RefgenDetector is able to infer the following reference genomes:

Primates

👤 Homo sapiens

  • hg16
  • hg17
  • hg18
  • GRCh37
  • GRCh38
  • T2T

🐒 Pan troglodytes

  • pantro3_0
  • Pan_troglodytes-2.1

🐵 Macaca mulatta

  • Mmul10
  • rheMac8
  • rheMac3

Rodents

🐭 Mus musculus

  • mm7
  • mm8
  • mm9
  • mm10
  • mm39

🐀 Rattus norvegicus

  • mRatBN7_2
  • Rnor_6_0

Other Mammals

🐷 Sus scrofa

  • Sscrofa10_2
  • Sscrofa11_1

Vertebrates (Non-Mammalian)

🐟 Danio Rerio

  • danRer10
  • danRer11

Invertebrates

🪰 Drosophila Melanogaster

  • dm5
  • dm6

🐛 Caenorhabditis elegans

  • WBcel215
  • WBcel235

Microorganisms & Plants

🧫 Escherichia coli

  • ASM886v2
  • ASM584v2

🌱 Arabidopsis thaliana

  • TAIR

🍺 Saccharomyces cerevisiae

  • R64

ref_manager.py - Customize the assemblies database.

ref_manager.py provides command-line management of reference genomes used by RefgenDetector. It allows users to add custom assemblies from FASTA index (.fai) files, list all available references, and remove previously added custom entries without modifying the source code.

Usage

python ref_manager.py <command> [options]

Commands

Add a reference

python ref_manager.py add <genome.fai> <reference_name> <species> # script
refgenDetector-manager add <genome.fai> <reference_name> <species> # pip installation

Registers a new reference from a valid .fai file.
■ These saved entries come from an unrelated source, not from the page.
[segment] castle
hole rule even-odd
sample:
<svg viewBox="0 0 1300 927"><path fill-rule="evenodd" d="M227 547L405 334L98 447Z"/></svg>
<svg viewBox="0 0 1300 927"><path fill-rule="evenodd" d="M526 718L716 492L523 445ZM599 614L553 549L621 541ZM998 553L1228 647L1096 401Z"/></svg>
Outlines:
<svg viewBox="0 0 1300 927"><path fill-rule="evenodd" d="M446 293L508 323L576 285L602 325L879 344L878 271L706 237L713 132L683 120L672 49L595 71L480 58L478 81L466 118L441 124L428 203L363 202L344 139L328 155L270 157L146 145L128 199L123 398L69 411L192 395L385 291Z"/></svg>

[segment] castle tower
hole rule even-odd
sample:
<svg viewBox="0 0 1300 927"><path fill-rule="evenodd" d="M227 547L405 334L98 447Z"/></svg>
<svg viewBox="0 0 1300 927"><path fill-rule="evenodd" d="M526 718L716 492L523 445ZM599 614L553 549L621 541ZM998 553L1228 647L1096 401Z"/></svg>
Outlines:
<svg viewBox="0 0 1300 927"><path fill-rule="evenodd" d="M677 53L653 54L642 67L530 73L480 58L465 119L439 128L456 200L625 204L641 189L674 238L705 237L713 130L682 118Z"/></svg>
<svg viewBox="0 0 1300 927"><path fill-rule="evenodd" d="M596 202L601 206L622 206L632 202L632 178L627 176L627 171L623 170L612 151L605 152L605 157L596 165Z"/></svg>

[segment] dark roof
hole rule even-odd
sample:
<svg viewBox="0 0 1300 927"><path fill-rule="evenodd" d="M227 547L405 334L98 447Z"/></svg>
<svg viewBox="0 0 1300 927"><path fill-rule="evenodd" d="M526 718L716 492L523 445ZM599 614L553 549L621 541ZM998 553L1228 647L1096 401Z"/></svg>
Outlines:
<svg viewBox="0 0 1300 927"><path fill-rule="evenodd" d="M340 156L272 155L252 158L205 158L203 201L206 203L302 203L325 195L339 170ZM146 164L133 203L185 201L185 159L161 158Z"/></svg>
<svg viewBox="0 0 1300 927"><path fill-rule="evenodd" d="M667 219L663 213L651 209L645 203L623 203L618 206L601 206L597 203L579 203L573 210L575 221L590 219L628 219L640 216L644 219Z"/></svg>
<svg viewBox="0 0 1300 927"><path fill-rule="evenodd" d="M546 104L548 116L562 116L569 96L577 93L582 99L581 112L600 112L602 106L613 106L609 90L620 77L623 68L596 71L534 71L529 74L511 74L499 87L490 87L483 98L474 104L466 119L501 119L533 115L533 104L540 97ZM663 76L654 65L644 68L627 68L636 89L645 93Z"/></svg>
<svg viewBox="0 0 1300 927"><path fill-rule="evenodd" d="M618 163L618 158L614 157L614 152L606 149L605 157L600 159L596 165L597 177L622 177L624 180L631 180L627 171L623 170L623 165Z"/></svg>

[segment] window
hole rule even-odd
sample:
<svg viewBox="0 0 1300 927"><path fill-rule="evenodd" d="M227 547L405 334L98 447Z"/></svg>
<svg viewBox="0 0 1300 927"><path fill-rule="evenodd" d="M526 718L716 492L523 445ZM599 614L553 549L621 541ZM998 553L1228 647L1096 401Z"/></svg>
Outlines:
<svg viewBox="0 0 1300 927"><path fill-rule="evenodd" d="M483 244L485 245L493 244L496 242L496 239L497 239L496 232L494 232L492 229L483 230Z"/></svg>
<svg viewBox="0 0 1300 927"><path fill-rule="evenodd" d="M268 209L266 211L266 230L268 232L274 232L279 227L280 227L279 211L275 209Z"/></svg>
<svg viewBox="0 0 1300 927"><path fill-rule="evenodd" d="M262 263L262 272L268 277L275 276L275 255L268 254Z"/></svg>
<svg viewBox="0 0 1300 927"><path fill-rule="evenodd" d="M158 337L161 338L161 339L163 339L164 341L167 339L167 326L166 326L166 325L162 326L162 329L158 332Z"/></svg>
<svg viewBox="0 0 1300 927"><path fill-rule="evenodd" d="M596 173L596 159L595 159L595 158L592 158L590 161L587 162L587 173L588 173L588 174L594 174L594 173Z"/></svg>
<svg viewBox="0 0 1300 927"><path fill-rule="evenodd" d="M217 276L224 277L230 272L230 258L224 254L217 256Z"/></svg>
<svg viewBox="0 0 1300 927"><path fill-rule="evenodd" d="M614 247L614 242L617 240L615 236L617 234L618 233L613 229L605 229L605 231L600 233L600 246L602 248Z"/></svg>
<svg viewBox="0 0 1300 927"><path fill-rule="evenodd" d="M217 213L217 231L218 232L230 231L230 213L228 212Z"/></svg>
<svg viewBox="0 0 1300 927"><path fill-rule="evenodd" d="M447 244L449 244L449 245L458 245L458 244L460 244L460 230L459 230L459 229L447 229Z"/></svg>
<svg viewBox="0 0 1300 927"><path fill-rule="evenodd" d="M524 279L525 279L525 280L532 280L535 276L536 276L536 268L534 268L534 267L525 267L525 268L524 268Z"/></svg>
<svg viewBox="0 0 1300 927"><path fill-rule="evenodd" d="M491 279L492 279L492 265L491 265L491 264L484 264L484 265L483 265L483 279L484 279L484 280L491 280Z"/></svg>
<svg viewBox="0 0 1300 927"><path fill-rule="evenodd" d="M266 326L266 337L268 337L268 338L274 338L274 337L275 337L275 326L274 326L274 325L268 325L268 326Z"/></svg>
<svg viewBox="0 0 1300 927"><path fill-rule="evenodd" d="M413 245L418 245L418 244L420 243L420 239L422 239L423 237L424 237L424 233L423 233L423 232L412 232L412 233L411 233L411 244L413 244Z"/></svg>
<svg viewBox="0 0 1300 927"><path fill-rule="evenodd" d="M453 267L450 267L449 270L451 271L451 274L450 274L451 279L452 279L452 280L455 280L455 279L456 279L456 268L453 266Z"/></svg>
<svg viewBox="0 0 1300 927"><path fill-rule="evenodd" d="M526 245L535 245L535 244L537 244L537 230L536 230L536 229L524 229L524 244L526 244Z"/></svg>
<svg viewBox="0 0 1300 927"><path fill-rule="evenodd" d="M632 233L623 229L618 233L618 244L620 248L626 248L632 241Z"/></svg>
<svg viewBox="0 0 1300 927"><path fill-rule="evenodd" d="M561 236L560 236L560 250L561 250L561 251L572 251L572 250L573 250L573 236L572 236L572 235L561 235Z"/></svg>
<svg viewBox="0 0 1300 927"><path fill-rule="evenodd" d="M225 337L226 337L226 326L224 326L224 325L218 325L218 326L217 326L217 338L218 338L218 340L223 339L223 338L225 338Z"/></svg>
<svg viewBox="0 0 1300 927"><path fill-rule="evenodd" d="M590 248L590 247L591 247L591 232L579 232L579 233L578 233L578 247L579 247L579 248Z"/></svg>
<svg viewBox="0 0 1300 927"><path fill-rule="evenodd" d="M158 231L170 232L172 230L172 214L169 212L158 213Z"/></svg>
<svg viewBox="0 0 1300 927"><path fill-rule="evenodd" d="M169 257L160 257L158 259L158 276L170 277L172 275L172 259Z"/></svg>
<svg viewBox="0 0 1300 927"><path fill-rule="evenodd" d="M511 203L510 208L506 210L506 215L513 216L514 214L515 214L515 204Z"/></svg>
If the contig structure matches an existing reference, the entry is not added.

List references

python ref_manager.py list # scripts
refgenDetector-manager list # pip installation

Displays all available references, including both built-in and user-defined assemblies.

Remove a reference

python ref_manager.py remove <reference_name> # scripts
refgenDetector-manager remove <reference_name> # pip installation

Removes a custom reference from the local database. Built-in references cannot be removed.

Notes

  • Custom references are stored separately from the default reference database.
  • Input files must be valid FASTA index files generated with samtools faidx.
  • Duplicate assemblies are detected based on exact contig composition.

Variant Calling Files (VCFs)

From VCF files only 4 human assemblies can be inferred:

  • Hg18
  • GRCh37
  • GRCh38
  • T2T

Two different sources of information are used to infer the reference genome from variant calling files

  • Header

In the VCF specification it is recommended, but not mandatory that the VCF header includes tags describing the reference and contigs backing the data contained in the file. When present, the tool will analyze this information and output the reference genome version based on the contig lengths, following the same logic of the aligment files inference.

  • Variants

To infer the reference genome from a VCF the tool will read the VCF file in chunks of 100.000 variants, avoiding to load the complete file in memory. The POS and REF columns will be extracted and compared to the msgpack files.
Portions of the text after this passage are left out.